Savateev, A., Pronkin, S., Epping, J. D., Willinger, M. G., Wolff, C., Neher, D., et al. (2017). Potassium Poly(heptazine imides) from Aminotetrazoles: Shifting Band Gaps of Carbon Nitride-like Materials for More Efficient Solar Hydrogen and Oxygen Evolution. ChemCatChem, 9(1), 167-174. doi:10.1002/cctc.201601165.

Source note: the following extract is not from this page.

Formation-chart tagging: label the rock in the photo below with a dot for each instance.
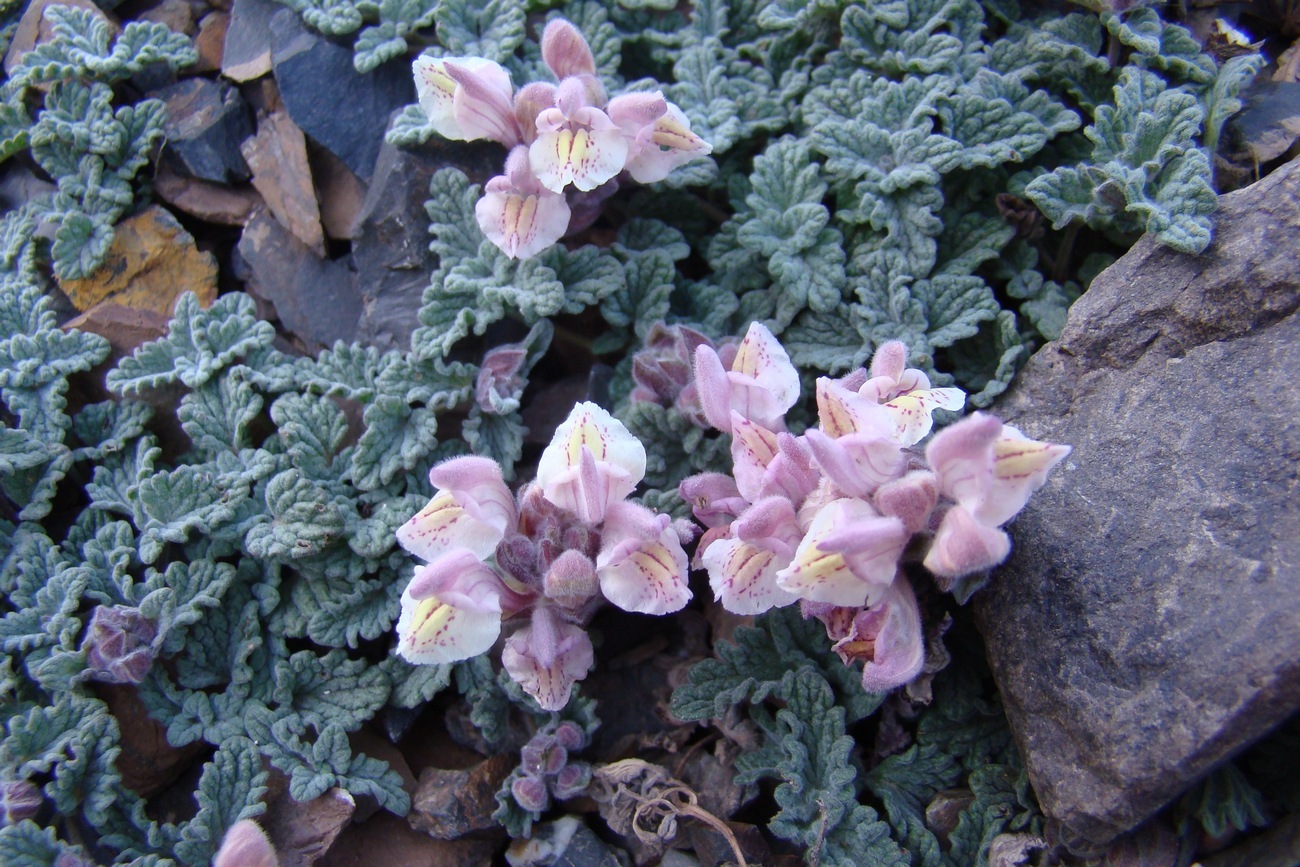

Zitierlink: https://hdl.handle.net/11858/00-001M-0000-002C-5583-8

Zusammenfassung

Potassium poly(heptazine imide) (PHI) is a photocatalytically active carbon nitride material that was recently prepared from substituted 1,2,4-triazoles. Here, we show that the more acidic precursors, such as commercially available 5-aminotetrazole, upon pyrolysis in LiCl/KCl salt melt yield PHI with the greatly improved structural order and thermodynamic stability. Tetrazole-derived PHIs feature long-range crystallinities and unconventionally small layer stacking distances, leading to the altered electronic band structures as shown by Mott–Schottky analyses. Under the optimized synthesis conditions, visible-light driven hydrogen evolution rates reach twice the rate provided by the previous gold standard, mesoporous graphitic carbon nitride, which has a much higher surface area. More interestingly, the up to 0.7 V higher valence band potential of crystalline PHI compared with ordinary carbon nitrides makes it an efficient water oxidation photocatalyst, which works even in the absence of any metal-based co-catalysts under visible light. To our knowledge, this is the first case of metal-free oxygen liberation from water.